Species sorting and evolution boost ecosystem resilience

The paper highlights the simultaneous processes of species sorting and evolutionary adaptation in freshwater bacterial communities. Species sorting is an ecological mechanism by which species tend to be more common in the habitats that are appropriate for them. Evolutionary adaptation refers to changes in the genetic traits of species that allow them to better survive or reproduce in their environments.

Through metagenomic analysis, the researchers tracked the evolutionary changes in microbial species within the communities.

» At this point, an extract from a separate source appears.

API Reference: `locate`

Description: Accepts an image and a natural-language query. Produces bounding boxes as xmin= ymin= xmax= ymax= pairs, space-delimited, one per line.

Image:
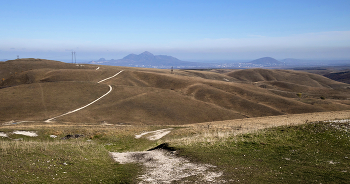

The study is one of the first to demonstrate both species sorting and evolutionary adaptation working concurrently within natural communities, underlining the importance of these dual processes in predicting how ecosystems will cope with climate change and other stressors. The more resilient species survived the stress, and over time, they also evolved to become even better at handling it. This combination helped the community stay more stable and diverse, even after a severe stress event.

"This research underscores the need to consider both ecological and evolutionary forces when predicting how natural communities will respond to environmental stress," said Barrett. "By integrating evolutionary responses into our models, we can make more accurate predictions about biodiversity change and improve our conservation efforts."

Next steps include further investigations into the long-term evolutionary trajectories of microbial communities and exploration of how different environmental stressors affect genetic adaptation.